Germany and the United States reaffirm pledge to return Nazi-looted art to owners.

27.11.2018
Monika Grütters und Stuart Eizenstat
Monika Grütters und Stuart Eizenstat © dpa

Berlin (dpa) - Germany and the United States signed a declaration during an international conference in Berlin on Monday that reiterated their commitment to returning art stolen by the Nazis to their rightful owners.

The agreement recommits both sides to returning Nazi-looted artworks to the heirs of their previous owners, or - should that not be possible - finding another fair solution. It comes 20 years after guidelines known as the WashingtonPrinciples first set out international obligations towards the victims of Nazi persecution and their heirs in 1998.

Some 1,000 experts were expected to attend the conference, which runs until Wednesday, to discuss progress on the guidelines.

US businessman Ronald Lauder, who is president of the World Jewish Congress, is expected to attend the conference. Lauder recently accused Germany yet again of dragging its heels in the search for Nazi-looted art.

After the crimes of the Nazi era, Germany has a lasting historical and moral obligation to the victims and their descendants, German Culture Minister Monika Gruetters said.

The Washington Principles, agreed in December 1998 at the Washington Conference on Holocaust-Era Assets, state that steps should be taken "expeditiously to achieve a just and fair solution" when Nazi-looted art is uncovered.

German-French colonialism expert Benedicte Savoy was also expected to address the conference.

The Berlin conference is being organized by the German Lost Art Foundation based in the city of Magdeburg and is being funded from Minister Gruetters' budget.

Gilbert Lupfer, a member of the board of the German Lost Art Foundation and the conference host, says that Germany is on the right path, but acknowledges the need for further improvement."Provenance research must be intensified further, professionalized and become better networked internationally," Lupfer told dpa.

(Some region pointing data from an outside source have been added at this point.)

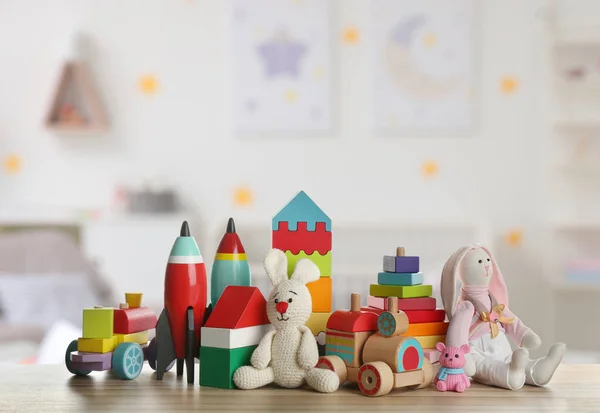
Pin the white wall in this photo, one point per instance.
(184, 133)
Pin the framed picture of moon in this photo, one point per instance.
(424, 67)
(280, 66)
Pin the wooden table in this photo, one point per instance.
(575, 388)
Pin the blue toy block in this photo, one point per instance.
(301, 209)
(400, 264)
(403, 278)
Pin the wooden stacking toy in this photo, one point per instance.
(401, 278)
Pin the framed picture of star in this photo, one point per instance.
(280, 66)
(424, 67)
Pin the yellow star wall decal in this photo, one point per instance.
(351, 35)
(514, 237)
(12, 164)
(243, 196)
(509, 84)
(148, 84)
(430, 169)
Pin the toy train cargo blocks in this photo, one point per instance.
(374, 352)
(232, 332)
(302, 230)
(123, 350)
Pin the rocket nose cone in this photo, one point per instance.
(230, 226)
(185, 230)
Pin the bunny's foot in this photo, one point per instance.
(248, 377)
(540, 371)
(516, 370)
(323, 381)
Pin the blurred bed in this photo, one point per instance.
(44, 279)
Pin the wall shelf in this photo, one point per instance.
(76, 106)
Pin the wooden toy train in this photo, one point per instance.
(369, 349)
(114, 338)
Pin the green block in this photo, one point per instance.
(401, 291)
(98, 322)
(217, 365)
(322, 261)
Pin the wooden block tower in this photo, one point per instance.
(302, 230)
(401, 277)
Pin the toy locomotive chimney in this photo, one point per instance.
(393, 305)
(355, 302)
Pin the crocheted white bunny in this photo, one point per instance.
(288, 354)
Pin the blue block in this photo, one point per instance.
(400, 278)
(400, 264)
(301, 209)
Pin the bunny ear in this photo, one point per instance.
(450, 278)
(275, 264)
(306, 271)
(458, 329)
(497, 287)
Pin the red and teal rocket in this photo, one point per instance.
(178, 327)
(231, 266)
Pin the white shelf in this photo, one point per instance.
(582, 168)
(568, 287)
(583, 86)
(574, 225)
(576, 37)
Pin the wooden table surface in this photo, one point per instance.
(575, 388)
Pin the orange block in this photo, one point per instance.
(321, 292)
(427, 329)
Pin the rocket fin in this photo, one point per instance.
(190, 345)
(165, 349)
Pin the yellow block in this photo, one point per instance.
(230, 257)
(133, 299)
(340, 341)
(430, 341)
(321, 293)
(97, 345)
(140, 338)
(318, 322)
(322, 261)
(98, 322)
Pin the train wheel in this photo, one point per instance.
(70, 349)
(335, 364)
(128, 360)
(429, 373)
(151, 353)
(375, 379)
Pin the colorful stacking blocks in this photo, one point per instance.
(402, 278)
(235, 327)
(302, 230)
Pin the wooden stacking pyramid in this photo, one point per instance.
(76, 105)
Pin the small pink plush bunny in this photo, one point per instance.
(452, 376)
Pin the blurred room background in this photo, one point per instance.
(423, 124)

This is a core aim of the conference, he says - as is persuading small museums, private collectors and art dealers to become more strongly engaged in clarifying provenance questions.

Just how closely Germany is being watched regarding these issues became clear a few years ago, in 2012, when a horde of artworks were found in an apartment in Munich's Schwabing district.

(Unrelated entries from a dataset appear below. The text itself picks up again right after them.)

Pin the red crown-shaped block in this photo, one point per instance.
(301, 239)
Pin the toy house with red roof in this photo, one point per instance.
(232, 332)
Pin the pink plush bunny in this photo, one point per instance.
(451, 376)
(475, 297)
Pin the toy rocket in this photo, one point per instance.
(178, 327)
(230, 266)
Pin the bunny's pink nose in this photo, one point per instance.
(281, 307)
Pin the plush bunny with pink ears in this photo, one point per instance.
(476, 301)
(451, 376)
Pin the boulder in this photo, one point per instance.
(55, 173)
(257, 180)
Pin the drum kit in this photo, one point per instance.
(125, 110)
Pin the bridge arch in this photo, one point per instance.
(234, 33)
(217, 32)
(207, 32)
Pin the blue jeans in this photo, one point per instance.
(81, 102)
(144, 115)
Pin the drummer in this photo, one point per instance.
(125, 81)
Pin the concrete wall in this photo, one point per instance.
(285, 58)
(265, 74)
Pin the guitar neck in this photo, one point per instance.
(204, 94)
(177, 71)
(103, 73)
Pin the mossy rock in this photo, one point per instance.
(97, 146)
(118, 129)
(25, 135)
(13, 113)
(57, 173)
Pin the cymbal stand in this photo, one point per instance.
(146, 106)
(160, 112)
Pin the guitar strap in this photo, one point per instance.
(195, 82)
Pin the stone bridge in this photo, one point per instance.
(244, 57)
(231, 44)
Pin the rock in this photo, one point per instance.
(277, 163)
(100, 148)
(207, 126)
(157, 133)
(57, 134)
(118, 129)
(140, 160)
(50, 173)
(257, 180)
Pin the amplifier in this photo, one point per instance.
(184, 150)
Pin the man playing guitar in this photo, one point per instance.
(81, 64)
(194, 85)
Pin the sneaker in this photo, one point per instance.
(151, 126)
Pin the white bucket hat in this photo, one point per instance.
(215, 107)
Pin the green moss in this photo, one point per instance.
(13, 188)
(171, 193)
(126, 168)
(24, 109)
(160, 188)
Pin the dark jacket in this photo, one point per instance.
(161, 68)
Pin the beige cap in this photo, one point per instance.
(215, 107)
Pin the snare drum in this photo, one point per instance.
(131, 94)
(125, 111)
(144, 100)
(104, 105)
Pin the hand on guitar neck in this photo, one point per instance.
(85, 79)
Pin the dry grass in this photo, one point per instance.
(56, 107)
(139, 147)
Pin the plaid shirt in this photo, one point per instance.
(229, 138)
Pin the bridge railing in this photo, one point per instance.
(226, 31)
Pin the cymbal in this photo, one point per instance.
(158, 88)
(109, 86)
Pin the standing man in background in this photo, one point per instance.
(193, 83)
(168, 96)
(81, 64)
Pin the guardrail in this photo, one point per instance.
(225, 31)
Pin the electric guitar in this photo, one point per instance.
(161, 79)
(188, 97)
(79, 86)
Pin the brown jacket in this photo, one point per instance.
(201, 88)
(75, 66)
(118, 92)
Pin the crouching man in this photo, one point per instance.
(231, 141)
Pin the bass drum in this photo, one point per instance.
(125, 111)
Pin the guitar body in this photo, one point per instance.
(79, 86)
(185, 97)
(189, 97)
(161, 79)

The apartment was that of Cornelius Gurlitt, a loner and son of a known Nazi art dealer. German justice authorities confiscated the priceless collection suspected of having been stolen art. The "Nazi treasure worth billions" made headlines around the world.

Of the 1,500 artworks, experts were able to clearly identify only six as having been stolen by the Nazis. But at least four of the stolen paintings have been returned to the heirs of the original Jewish owners, including Max Liebermann's "Two Riders on the Beach" and Henri Matisse's "Seated Woman."
 
The Washington conference, called then US Secretary of State Madeleine Albright, laid the foundations for such provenance efforts. Forty-four states, 12 non-governmental organizations and the Vatican signed the accord.

"Washington was a revolution," former US diplomat Stuart Eizenstat has written in a magazine published by the Prussian Cultural Heritage Foundation devoted to the subject.